Riciputi, Anovitz, Elam and Cole, backed by DOE Basic Energy Sciences and National Science Foundation funding, applied SIMS to the problem. “Our big advantage is in instrumentation,” says Riciputi. “With SIMS, you slowly sputter into the obsidian sample with an ion beam and measure how the composition changes as a function of depth. It offers a precise way of measuring the distribution of the hydrogen and the depth of penetration.”
Taking the new technique into the field, however, presents a number of problems. Environmental variables such as temperature and humidity affect the rate of water absorption into the glass, and controls present in laboratory experiments aren’t available at most archaeological sites. Not knowing local climatic and environmental conditions, and how they changed over hundreds or thousands of years, was one of the major limiting problems of the traditional hydration dating method.
The ORNL-UT team’s approach to the problem is to make two types of measurements: one on samples hydrated under precisely controlled experimental conditions and the other on obsidian artifacts found near and probably associated with materials, typically charcoal, that provide carbon-14 dates.
Collaborating with the Mexican National Institute of Anthropology and History, the group collected obsidian artifacts from a number of sites and research facilities.
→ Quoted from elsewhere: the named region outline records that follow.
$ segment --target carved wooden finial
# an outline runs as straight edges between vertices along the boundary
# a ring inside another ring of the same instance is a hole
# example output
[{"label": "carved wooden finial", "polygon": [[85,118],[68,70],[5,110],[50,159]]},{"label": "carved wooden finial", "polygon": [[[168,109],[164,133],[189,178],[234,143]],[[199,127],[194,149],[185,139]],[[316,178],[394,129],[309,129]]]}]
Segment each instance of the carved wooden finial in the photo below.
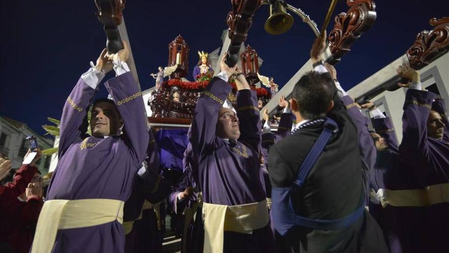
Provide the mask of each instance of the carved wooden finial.
[{"label": "carved wooden finial", "polygon": [[335,16],[334,29],[328,36],[335,64],[351,51],[351,44],[371,28],[376,21],[376,4],[372,0],[347,0],[350,9]]},{"label": "carved wooden finial", "polygon": [[435,28],[424,30],[416,35],[416,39],[407,50],[410,66],[419,70],[449,51],[449,17],[433,18],[429,21]]}]

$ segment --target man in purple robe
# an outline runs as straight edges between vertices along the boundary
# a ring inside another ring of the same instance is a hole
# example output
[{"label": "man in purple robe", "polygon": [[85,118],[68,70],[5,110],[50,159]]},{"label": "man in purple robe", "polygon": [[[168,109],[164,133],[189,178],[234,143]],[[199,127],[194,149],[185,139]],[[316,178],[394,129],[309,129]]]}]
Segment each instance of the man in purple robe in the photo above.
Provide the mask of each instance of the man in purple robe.
[{"label": "man in purple robe", "polygon": [[[32,252],[124,251],[123,205],[145,158],[148,136],[141,93],[126,62],[129,50],[123,44],[124,48],[113,55],[107,55],[105,49],[67,99],[61,120],[59,160]],[[114,101],[100,99],[94,103],[92,136],[89,136],[86,110],[98,83],[113,68],[117,76],[105,85]],[[122,127],[123,134],[119,134]]]},{"label": "man in purple robe", "polygon": [[409,89],[399,153],[418,188],[407,192],[415,201],[403,204],[422,210],[419,220],[410,221],[419,222],[417,229],[422,232],[414,242],[413,251],[445,252],[449,227],[449,124],[444,104],[436,94],[422,90],[417,72],[406,64],[397,71],[411,80],[407,85],[400,84]]},{"label": "man in purple robe", "polygon": [[[190,132],[188,134],[190,135]],[[174,186],[169,200],[173,211],[184,219],[181,252],[203,252],[204,229],[199,189],[192,177],[192,146],[189,143],[183,160],[184,172]]]},{"label": "man in purple robe", "polygon": [[153,205],[163,201],[171,190],[169,182],[158,174],[159,154],[153,130],[146,158],[134,179],[131,196],[124,204],[125,252],[157,253],[162,245],[157,240],[158,228]]},{"label": "man in purple robe", "polygon": [[[196,164],[192,174],[204,200],[204,250],[272,252],[266,194],[260,179],[261,128],[257,96],[238,73],[237,108],[231,108],[225,101],[231,90],[228,79],[236,67],[228,66],[224,59],[221,72],[198,100],[191,127]],[[210,225],[217,226],[212,230]]]}]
They focused on artifacts made from pachuca, a distinctive green obsidian that was mined from an extinct volcano called Sierra de las Navajas (“Mountain of the Knives”). Pachuca was highly prized and widely traded and, therefore, is abundant in much of Mexico and Central America.
The ORNL group has initially found that ODDSIMS estimates line up well with obsidian artifacts that have been dated with some confidence. “Preliminary findings have been very predictable and regular on samples from the Mexican Basin that have good C-14 dates; extremely good agreement with SIMS,” says Riciputi. “It means back to square one on a lot of dating interpretations.”
UT’s Elam adds, “Some established chronological systems may go out the window if the ODDSIMS method continues to provide consistent and reproducible results.”
Riciputi believes interest in their research will go beyond archaeologists who want to know whether their artifacts are 5,000 or 8,000 years old. “We’re learning that the mechanisms of hydration are very different than previously thought. Hydrogen appears to be moving into the glass without oxygen uptake, which is a surprise. We’re getting a better insight into how glass hydrates, and that’s potentially very important to materials science and geology as well as archaeology. “DOE is interested in the effects of hydration on glasses used for encasing waste. These glasses have compositions that are relatively similar to those of obsidian, and we can look at the processes by which industrial glasses deteriorate as well.”
An obsidian spearpoint
That’s a long technical leap from the prehistoric American hunched over a block of obsidian, flaking off spear points some 500 to 10,000 years ago. With more progress on the ODDSIMS dating technique, we may finally know exactly how long ago these ancient civilizations and cultures flourished.—B.C.